Consider the following game: two players, Yolanda (who always goes first) and Zachary, take turns selecting (not yet chosen) numbers between $1$ and $9$. The first player who can make three of their selected numbers sum to $15$ wins. This is well-known to be isomorphic to Tic-Tac-Toe (and so in particular, the game is a draw with best play) by mapping numbers to their locations in the $3\times 3$ magic square: $$ \begin{array}{c|c|c} 8 & 1 & 6 \\ \hline 3 & 5 & 7 \\ \hline 4 & 9 & 2 \\ \end{array} $$ Thus, for instance, Yolanda can ensure at least a draw by choosing $5$; and if Zachary replies with some other odd number (say, $7$) then she can win — in this particular instance, by choosing $6$ (forcing Zachary to 'block' with $4$) and then picking $1$ (winning next turn with either $\{1,6,8\}$ or $\{1,5,9\}$). Of course, if Zachary responds to Yolanda's first move of $5$ with any of the even numbers (i.e., the corner squares) then he can draw.

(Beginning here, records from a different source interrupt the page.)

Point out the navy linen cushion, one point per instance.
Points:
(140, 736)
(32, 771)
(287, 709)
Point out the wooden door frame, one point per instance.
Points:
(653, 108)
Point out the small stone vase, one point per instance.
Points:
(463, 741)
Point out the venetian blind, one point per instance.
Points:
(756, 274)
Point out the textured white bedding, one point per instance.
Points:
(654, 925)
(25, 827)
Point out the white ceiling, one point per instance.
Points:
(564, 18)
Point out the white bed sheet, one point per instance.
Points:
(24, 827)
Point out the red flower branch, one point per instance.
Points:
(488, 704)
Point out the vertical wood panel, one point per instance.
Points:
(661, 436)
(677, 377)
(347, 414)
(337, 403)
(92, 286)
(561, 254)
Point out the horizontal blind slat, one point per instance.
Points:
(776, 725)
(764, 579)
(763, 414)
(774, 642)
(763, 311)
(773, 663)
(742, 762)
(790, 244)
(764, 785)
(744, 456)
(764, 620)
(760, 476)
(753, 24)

On the other hand, the analogous game where the players choose numbers between $1$ and $10$ (still trying to find a subset of three numbers which sum to $15$) becomes a first-player win: Yolanda can start by choosing $2$, and then choose either $3$ or $5$ based on Zachary's first move. For instance, if Zachary replies by picking $5$, then Yolanda picks $3$; now Zachary has to pick $10$ to keep her from winning immediately, and Yolanda can choose $4$, winning next move with one of $\{3,4,8\}$ or $\{2,4,9\}$.

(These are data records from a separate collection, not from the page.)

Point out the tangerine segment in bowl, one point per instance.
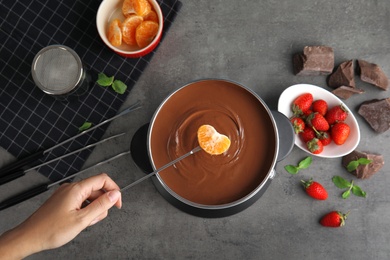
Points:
(139, 7)
(115, 33)
(145, 33)
(211, 141)
(129, 27)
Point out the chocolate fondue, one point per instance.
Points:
(233, 111)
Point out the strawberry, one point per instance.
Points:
(317, 121)
(315, 189)
(307, 113)
(334, 219)
(302, 103)
(336, 114)
(298, 124)
(340, 132)
(315, 146)
(320, 106)
(307, 134)
(324, 137)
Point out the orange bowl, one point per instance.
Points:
(112, 9)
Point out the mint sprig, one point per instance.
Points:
(85, 126)
(350, 186)
(305, 163)
(352, 165)
(117, 85)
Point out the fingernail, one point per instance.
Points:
(96, 220)
(114, 195)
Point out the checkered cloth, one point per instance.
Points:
(31, 120)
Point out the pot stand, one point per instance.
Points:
(139, 153)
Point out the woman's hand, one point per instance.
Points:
(62, 217)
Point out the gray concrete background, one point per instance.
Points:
(251, 42)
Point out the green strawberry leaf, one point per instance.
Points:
(341, 183)
(352, 165)
(346, 194)
(104, 81)
(85, 126)
(357, 191)
(305, 163)
(119, 86)
(291, 169)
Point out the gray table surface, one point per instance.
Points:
(251, 42)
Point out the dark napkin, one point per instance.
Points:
(31, 120)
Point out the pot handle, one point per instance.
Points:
(286, 134)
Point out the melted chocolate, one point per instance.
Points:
(213, 179)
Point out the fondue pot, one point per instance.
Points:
(213, 185)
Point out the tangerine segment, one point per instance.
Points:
(211, 141)
(114, 33)
(129, 27)
(151, 16)
(139, 7)
(145, 33)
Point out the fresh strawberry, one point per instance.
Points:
(324, 137)
(315, 190)
(336, 114)
(340, 132)
(302, 103)
(307, 113)
(334, 219)
(320, 106)
(307, 134)
(317, 121)
(315, 146)
(298, 124)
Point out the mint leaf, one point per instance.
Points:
(104, 81)
(346, 194)
(119, 86)
(305, 163)
(85, 126)
(352, 165)
(341, 183)
(357, 191)
(291, 169)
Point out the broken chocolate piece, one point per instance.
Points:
(373, 74)
(315, 60)
(343, 76)
(345, 92)
(377, 113)
(364, 171)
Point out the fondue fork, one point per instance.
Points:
(195, 150)
(46, 186)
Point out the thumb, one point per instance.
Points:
(98, 209)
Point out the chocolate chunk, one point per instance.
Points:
(373, 74)
(364, 171)
(343, 76)
(345, 92)
(377, 113)
(315, 60)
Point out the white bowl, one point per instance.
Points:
(110, 9)
(332, 150)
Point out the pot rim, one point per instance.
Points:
(270, 174)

What I'm wondering is if the generalized version of this game has been studied at all: let two players alternate choosing numbers from $\{1\ldots m\}$ with the goal being to select a subset of size $d$ summing to $N$. Then there are a lot of natural questions that can be asked:
(a) Is there a characterization (even partial) of which particular values $(d,m,N)$ lead to a win for the first player?

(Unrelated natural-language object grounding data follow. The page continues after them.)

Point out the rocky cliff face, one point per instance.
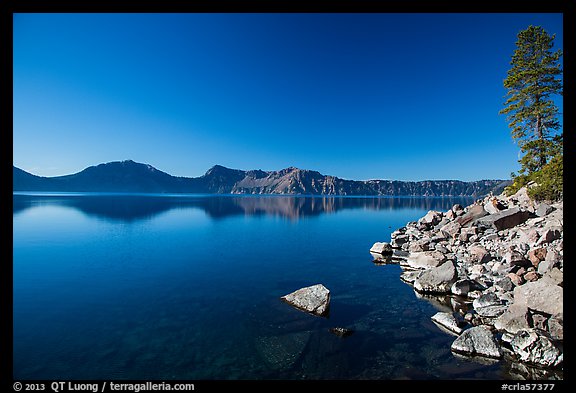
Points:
(498, 264)
(129, 176)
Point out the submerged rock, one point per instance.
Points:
(438, 279)
(381, 248)
(477, 341)
(341, 332)
(503, 220)
(281, 352)
(533, 346)
(314, 299)
(448, 322)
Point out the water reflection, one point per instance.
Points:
(130, 207)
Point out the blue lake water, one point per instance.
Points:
(187, 287)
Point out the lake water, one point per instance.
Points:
(160, 287)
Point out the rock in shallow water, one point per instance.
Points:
(381, 248)
(447, 321)
(438, 279)
(533, 346)
(477, 341)
(314, 299)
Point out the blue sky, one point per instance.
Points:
(358, 96)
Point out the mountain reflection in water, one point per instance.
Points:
(133, 207)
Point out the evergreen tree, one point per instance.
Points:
(532, 82)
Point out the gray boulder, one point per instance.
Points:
(381, 248)
(431, 218)
(541, 295)
(489, 305)
(503, 220)
(425, 259)
(477, 341)
(447, 321)
(473, 212)
(314, 299)
(533, 346)
(544, 209)
(438, 279)
(514, 319)
(451, 229)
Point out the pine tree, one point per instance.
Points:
(532, 82)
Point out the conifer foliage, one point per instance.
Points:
(533, 81)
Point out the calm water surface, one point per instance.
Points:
(188, 287)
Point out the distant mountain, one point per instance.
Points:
(130, 176)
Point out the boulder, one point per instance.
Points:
(542, 295)
(466, 233)
(493, 206)
(463, 287)
(514, 319)
(556, 327)
(431, 218)
(314, 299)
(437, 279)
(489, 305)
(425, 259)
(381, 248)
(399, 240)
(410, 276)
(522, 199)
(447, 321)
(473, 212)
(516, 258)
(544, 209)
(535, 347)
(340, 331)
(503, 220)
(477, 341)
(451, 229)
(549, 235)
(537, 255)
(479, 254)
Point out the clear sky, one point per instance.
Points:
(358, 96)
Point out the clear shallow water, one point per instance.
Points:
(188, 287)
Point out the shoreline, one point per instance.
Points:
(498, 265)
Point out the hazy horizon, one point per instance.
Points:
(406, 97)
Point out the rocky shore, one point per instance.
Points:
(499, 264)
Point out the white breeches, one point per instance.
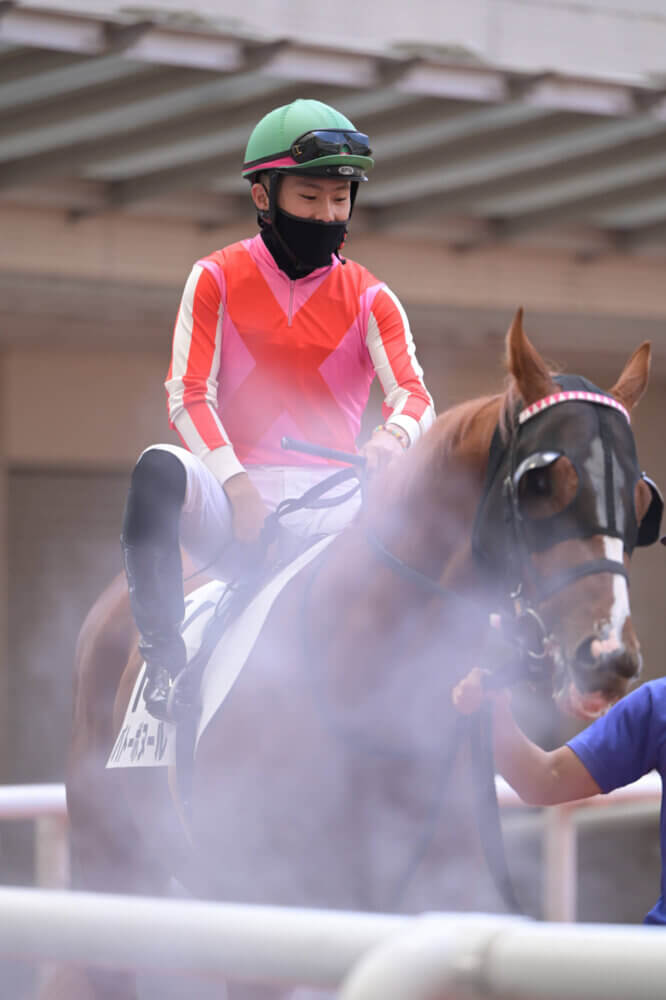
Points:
(205, 523)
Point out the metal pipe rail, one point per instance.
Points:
(366, 956)
(484, 957)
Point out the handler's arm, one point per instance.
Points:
(540, 777)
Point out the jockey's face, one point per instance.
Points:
(322, 198)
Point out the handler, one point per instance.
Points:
(615, 750)
(277, 334)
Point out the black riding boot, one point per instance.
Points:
(151, 552)
(156, 598)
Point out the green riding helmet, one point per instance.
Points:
(308, 137)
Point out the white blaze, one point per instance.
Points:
(619, 612)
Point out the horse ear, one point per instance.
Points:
(524, 362)
(632, 383)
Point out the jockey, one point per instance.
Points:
(277, 334)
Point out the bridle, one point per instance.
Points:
(523, 632)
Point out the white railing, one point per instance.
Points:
(364, 956)
(46, 805)
(560, 875)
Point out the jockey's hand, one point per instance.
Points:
(469, 694)
(383, 448)
(248, 511)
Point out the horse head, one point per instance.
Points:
(564, 506)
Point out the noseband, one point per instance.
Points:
(508, 551)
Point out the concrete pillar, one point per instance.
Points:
(4, 577)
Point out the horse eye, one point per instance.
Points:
(535, 483)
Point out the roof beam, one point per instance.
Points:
(445, 187)
(124, 107)
(169, 133)
(47, 76)
(585, 196)
(456, 128)
(210, 49)
(640, 236)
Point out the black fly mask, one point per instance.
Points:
(592, 430)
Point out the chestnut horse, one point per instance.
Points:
(326, 779)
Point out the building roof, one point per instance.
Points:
(150, 114)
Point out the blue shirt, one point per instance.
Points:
(625, 744)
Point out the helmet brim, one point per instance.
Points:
(322, 164)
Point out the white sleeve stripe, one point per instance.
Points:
(182, 343)
(396, 397)
(188, 431)
(408, 338)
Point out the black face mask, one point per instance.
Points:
(312, 242)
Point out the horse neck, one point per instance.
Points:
(424, 512)
(366, 614)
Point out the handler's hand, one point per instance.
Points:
(382, 449)
(248, 511)
(469, 693)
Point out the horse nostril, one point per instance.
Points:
(597, 657)
(584, 655)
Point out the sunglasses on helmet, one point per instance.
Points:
(329, 142)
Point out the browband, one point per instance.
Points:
(566, 396)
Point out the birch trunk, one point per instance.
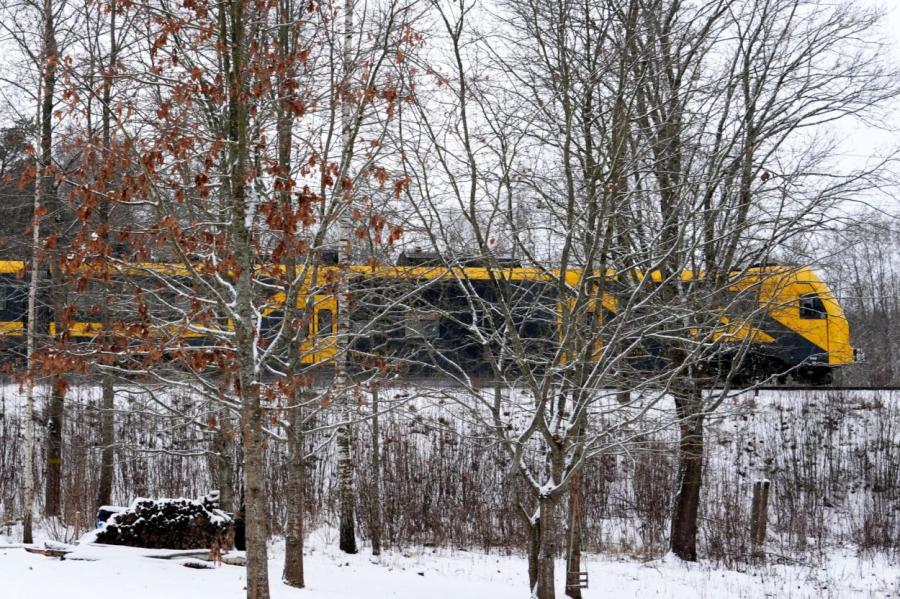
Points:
(245, 334)
(107, 401)
(42, 182)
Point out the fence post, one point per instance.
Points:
(759, 518)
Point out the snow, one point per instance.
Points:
(117, 572)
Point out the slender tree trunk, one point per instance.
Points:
(347, 541)
(41, 186)
(107, 441)
(690, 478)
(256, 518)
(545, 588)
(107, 401)
(296, 490)
(534, 548)
(223, 446)
(55, 415)
(376, 476)
(574, 537)
(244, 326)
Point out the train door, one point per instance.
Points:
(811, 319)
(321, 344)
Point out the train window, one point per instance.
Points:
(324, 320)
(812, 307)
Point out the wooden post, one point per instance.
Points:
(759, 518)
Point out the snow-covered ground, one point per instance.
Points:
(101, 572)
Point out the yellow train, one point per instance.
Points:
(781, 321)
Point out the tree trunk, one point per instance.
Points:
(256, 519)
(574, 537)
(55, 415)
(296, 483)
(545, 587)
(107, 440)
(347, 542)
(223, 446)
(107, 401)
(376, 476)
(690, 478)
(534, 548)
(41, 186)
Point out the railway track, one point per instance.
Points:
(823, 388)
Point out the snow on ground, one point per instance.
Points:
(126, 573)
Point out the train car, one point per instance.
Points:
(799, 329)
(774, 321)
(13, 309)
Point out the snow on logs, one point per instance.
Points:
(167, 524)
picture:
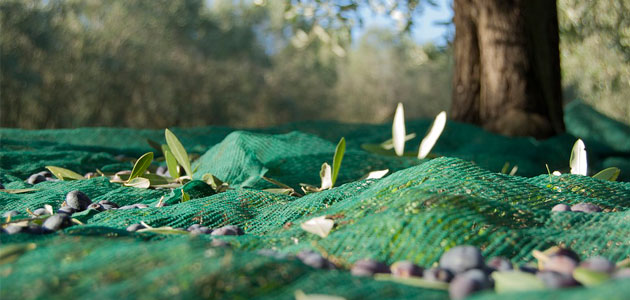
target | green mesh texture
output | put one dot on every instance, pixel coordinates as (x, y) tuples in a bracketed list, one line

(b) More particularly: is the game monotonic in $m$? That is, if the $(d,m_0,N)$ game is a first-player win, is $(d,m,N)$ a first-player win for all $m\geq m_0$? The usual strategy-stealing arguments show that the game must be either a draw or a first-player win with perfect play (since having an extra number in your 'bin' is never a down side), but at least at first glance it's not clear that a winning strategy on $\{1\ldots m\}$ can't be invalidated back to a draw by the existence of additional counter options when $m$ increases.
(c) Is it even the case that for every $d\gt2$ there are some $m$ and $N$ with the $(d,m,N)$ game a first-player win? (A trivial pairing argument shows that this can never be true for $d=2$.) It seems like there may be Ramsey arguments here, but I haven't proved it yet.
I've skimmed my various CGT references and haven't found anything about this game so far; any pointers would be greatly appreciated.